Gdzie leży granica odpowiedzialności za samopoczucie żony?
Dzień dobry, jestem z żoną 33 lata. Jak co roku spędzamy razem wakacje. Któregoś dnia naszego pobytu, podczas wyjścia na plażę żona stwierdziła, że jest zbyt chłodno i nie świeci słońce, więc z niej zrezygnuje i zostaje w pokoju. Natomiast ja uważałem, że jest całkiem spoko i postanowiłem, że jednak skorzystam z plażowania. Nie spotykając ze strony żony sprzeciwu dałem buziaka i poszedłem.
Po powrocie po 2 godzinach żona zrobiła mi awanturę, jak mogłem tak postąpić zostawiając ją samą w pokoju. Ja z kolei uważam, że nic takiego złego nie zrobiłem. Proszę o odpowiedź, czy przekroczyłem jakieś granice?
Odpowiedź psychologa
Szanowny Panie Andrzeju,
zacznę od końca – nie, nie przekroczył Pan żadnej granicy.
Gdybyśmy jednak mieli dopracować Pana zachowanie do perfekcji, to rzeczywiście mógł Pan zapytać żonę, czy nie będzie miała nic przeciwko, jeśli Pan wybierze się na plażę sam. Napisał Pan, że żona nie wyraziła sprzeciwu, ale nie napisał Pan też czy pytał Pan ją o zdanie. Tylko w tym aspekcie widziałabym ewentualnie brak pewnej uważności po Pana stronie.

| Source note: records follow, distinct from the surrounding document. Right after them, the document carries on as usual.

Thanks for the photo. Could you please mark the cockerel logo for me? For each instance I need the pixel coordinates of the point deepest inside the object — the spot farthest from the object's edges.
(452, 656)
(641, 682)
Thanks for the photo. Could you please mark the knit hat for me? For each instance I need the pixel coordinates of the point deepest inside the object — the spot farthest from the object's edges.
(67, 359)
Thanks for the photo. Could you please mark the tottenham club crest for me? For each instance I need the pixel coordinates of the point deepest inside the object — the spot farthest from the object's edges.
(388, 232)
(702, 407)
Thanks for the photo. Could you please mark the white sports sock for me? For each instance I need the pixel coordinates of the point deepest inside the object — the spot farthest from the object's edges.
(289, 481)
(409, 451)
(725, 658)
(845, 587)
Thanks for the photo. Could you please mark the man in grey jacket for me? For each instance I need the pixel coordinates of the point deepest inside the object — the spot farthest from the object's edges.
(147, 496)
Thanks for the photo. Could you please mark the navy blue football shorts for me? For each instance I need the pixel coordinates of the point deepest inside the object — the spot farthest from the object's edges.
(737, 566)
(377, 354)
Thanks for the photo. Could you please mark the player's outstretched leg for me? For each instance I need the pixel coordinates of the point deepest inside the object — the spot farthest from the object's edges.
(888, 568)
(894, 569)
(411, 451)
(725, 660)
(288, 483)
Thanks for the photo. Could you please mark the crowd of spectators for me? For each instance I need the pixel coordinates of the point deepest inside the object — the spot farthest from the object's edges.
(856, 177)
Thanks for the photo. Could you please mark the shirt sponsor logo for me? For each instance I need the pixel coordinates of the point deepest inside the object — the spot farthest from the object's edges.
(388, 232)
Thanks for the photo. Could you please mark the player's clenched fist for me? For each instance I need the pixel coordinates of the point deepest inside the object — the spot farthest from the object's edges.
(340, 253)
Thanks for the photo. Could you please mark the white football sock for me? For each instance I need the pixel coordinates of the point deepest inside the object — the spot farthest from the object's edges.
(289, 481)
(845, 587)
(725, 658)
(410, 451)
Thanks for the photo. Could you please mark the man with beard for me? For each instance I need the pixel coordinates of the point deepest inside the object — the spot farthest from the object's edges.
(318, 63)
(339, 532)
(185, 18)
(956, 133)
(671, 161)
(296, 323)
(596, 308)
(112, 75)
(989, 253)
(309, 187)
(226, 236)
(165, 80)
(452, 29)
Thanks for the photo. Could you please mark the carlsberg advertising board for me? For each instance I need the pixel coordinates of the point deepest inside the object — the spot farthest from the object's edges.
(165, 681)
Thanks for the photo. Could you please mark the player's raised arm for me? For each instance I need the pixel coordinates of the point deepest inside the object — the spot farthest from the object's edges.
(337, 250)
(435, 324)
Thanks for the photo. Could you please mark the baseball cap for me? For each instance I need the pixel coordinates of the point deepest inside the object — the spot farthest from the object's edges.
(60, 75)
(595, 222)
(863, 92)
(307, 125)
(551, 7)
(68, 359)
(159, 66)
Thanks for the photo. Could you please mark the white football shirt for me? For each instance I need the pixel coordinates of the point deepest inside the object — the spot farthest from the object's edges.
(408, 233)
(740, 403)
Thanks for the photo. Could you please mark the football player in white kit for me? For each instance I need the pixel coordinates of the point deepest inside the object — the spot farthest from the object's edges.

Odpowiedzialność za własne decyzje
Ja widzę to tak:
Dojrzałość człowieka wiąże się nierozerwalnie z jego gotowością do brania odpowiedzialności w pierwszej kolejności za siebie samego. Oznacza to umiejętność ochrony własnych granic ale również nieprzekraczania cudzych. Jeśli się na coś zgadzamy (wprost lub dając na to ciche przyzwolenie, czyli nie protestując) to znaczy, że jesteśmy gotowi udźwignąć konsekwencje związane z dokonanym przez nas wyborem. Czyli jeśli zgadzam się na to, żeby mąż poszedł beze mnie na plażę, to znaczy, że nie mam nic przeciwko temu i nie będę miała później pretensji. Jeśli nie chcę, żeby mąż szedł beze mnie na plażę i cierpię na samą myśl o tym, to nie powinnam zgodzić się na jego wyjście. Mogę wtedy powiedzieć, że będzie mi smutno samej i byłoby mi miło, gdyby został ze mną. I ostatnia ale najważniejsza kwestia – jeśli nie chcę, żeby mąż poszedł na plażę beze mnie, ale mu o tym nie mówię, to powinnam wziąć odpowiedzialność za moją decyzję i poradzić sobie samodzielnie z emocjami, nie przerzucając na męża odpowiedzialności za nie.
Dlaczego rozumienie własnych potrzeb jest tak ważne?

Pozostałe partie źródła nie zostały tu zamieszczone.